I promissed you a report from my guest lecture at the Norwegian school of Management BI.
First, thank you to all of you who gave me ideas and input to the workshop! Invaluable! And I thank a great deal of the success to you! You all know who you are!
On to the report then.
I was given the opportunity to host a guest lecture for the third year bachelor students at the Norwegian school of management BI. The study is a bachelor in IT management – i.e. these students are going to be the next generation CIO's, IT-managers and IT-directors out there.
Some of you might scream;
“Oah – what the hang glider – white-collars to be the IT-managers??? What about the nerdy-ness required? What about their technical knowhow? Do they even know how to configure a firewall?”
First of all – the CIO, the IT-director and the IT-manager – those are managerial jobs. Those are there to handle the business side of ICT. Those are there to execute the business strategy of ICT. The sooner you realize that, the better.
Secondly – the study is very interesting indeed. Agreed, they do not dwelve deeply into firewall administration – but they do dig into technology, ICT and the students are genuinely interested in the geeky side of things.
Thirdly – they bring business understanding and value to the table. They have been thought budgeting, reporting and economical analysis. They understand the relation between business goals, and the relevance those has to ICT.

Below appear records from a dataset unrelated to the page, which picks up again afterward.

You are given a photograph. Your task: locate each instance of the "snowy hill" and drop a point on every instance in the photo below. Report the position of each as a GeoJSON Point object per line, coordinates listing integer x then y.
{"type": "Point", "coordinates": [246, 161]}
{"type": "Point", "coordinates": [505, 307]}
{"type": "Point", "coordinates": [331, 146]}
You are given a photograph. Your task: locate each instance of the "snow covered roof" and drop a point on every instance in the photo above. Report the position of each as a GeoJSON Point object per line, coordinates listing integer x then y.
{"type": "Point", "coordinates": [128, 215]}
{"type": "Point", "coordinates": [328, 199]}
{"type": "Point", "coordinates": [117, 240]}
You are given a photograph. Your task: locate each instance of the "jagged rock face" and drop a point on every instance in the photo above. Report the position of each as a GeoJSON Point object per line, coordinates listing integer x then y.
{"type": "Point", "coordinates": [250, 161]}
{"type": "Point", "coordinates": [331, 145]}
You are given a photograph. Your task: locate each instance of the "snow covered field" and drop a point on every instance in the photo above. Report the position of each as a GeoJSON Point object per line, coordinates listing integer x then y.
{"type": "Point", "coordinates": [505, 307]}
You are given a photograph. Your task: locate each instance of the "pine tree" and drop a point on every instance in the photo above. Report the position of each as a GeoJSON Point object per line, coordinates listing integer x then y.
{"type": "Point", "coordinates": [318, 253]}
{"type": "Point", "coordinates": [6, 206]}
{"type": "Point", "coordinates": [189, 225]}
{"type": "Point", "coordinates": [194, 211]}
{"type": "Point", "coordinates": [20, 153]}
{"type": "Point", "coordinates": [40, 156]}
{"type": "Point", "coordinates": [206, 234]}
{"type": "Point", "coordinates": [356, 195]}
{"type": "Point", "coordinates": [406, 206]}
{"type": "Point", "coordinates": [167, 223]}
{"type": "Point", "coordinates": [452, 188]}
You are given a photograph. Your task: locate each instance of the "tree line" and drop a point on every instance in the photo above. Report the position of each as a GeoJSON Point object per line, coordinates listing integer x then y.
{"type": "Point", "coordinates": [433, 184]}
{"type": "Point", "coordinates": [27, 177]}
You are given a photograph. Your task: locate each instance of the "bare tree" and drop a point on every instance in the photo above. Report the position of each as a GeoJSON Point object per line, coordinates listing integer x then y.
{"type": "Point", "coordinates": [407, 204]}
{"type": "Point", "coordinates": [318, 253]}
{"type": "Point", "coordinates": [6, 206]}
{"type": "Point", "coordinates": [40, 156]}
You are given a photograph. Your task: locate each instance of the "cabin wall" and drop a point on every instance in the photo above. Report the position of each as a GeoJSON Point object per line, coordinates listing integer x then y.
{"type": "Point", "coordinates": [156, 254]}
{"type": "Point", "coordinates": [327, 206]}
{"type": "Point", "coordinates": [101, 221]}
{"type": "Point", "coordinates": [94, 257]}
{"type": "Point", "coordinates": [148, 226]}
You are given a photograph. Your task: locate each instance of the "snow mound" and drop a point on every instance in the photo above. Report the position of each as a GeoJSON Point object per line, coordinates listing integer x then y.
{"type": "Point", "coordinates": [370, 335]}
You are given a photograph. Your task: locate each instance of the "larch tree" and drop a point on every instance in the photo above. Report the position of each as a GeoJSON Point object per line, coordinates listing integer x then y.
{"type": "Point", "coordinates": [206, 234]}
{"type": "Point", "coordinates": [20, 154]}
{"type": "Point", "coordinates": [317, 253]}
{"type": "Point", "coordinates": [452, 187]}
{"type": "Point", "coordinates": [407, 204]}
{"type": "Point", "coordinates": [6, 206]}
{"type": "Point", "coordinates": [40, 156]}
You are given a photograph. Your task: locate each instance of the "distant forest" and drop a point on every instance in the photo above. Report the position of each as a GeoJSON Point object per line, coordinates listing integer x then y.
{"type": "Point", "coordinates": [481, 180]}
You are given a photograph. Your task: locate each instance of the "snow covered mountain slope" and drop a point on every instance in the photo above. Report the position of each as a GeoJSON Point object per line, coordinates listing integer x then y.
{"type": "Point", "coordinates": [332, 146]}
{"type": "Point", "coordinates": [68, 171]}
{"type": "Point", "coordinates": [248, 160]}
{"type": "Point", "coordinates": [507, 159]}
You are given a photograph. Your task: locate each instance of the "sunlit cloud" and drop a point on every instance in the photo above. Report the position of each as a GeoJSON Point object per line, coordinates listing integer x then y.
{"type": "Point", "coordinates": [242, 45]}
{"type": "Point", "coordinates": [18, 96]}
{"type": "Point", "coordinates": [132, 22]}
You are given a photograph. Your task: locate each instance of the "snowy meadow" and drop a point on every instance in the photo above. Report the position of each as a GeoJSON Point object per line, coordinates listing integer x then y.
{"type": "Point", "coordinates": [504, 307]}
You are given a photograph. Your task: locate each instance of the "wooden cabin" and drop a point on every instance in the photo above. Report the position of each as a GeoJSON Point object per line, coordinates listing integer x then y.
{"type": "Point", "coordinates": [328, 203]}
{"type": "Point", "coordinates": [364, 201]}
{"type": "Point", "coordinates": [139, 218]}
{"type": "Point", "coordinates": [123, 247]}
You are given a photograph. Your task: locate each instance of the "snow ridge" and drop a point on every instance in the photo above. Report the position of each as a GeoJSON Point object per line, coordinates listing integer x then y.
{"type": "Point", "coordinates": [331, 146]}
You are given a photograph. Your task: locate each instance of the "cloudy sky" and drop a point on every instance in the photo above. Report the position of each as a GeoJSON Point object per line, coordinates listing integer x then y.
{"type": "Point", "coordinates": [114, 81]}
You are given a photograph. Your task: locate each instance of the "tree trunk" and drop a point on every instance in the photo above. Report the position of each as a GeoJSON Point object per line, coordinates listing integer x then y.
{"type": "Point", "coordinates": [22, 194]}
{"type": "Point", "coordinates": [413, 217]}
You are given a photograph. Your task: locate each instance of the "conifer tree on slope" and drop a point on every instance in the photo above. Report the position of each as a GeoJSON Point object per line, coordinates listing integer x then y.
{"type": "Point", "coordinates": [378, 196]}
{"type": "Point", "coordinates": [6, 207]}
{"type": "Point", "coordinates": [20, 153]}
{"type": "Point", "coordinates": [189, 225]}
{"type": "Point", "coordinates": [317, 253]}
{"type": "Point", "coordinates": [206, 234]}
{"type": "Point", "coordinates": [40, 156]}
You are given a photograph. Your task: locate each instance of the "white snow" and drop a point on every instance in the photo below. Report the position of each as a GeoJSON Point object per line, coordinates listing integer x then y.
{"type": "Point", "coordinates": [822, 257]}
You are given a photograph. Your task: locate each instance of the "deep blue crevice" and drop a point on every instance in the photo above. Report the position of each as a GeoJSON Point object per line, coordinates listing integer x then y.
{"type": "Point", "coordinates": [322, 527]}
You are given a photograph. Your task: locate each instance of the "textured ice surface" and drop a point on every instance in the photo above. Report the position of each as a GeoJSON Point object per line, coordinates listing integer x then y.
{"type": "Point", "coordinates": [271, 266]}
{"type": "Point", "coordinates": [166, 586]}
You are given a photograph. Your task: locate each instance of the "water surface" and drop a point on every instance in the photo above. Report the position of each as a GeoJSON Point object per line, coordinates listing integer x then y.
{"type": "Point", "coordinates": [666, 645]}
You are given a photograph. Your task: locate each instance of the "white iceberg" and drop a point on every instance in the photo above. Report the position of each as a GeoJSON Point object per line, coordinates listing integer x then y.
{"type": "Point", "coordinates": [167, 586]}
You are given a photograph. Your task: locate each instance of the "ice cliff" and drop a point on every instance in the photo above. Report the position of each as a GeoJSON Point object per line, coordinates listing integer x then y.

So IMO, this study is very important and relevant. It provides the market with IT-managers with a sound combination of business understanding AND ICT-interest. These boys and girls can set up a network, while discussing implementation of business strategy with the CEO.
Now that is out of the hat, and I can move on :)
I got approval from Renny – the lecturer of the class – to run my guest lecture as a workshop. The purpose was simple – to actually have the students working instead of just listening or surfing.
I based the workshop upon the TJX case. I took some of the facts, without telling them that this was a true case of course. The facts I gave them included the size and time frame of the breach, and then I asked them to discuss the possibility of this being true or not.
As expected, discussion was on.
I then added some more details, and they where to role play being the the company, and decide what they should have done to prevent this to happen. They had to incorporate some theory that they where supposed to have studied too. This exercise was in groups of 4, and they spent some time finding the answers. A healthy discussion and plenum summary followed. Many great ideas and they realized the complexity of such a case.
Their last task was given them after I told the truth, and some more details. The task was to be the upper management, in the days after the breach was publicly known. They would have to decide what to do now – and the focus is of course to make the best business possible.
Taking into consideration that they where students, with no or little knowledge of running such huge operations as TJX are, they did very well indeed. Most importantly, I think they learned that business is about making a profit, while reducing risks.
According to the feedback after the session, the students enjoyed the workshop.
I know I loved the opportunity, and had great fun.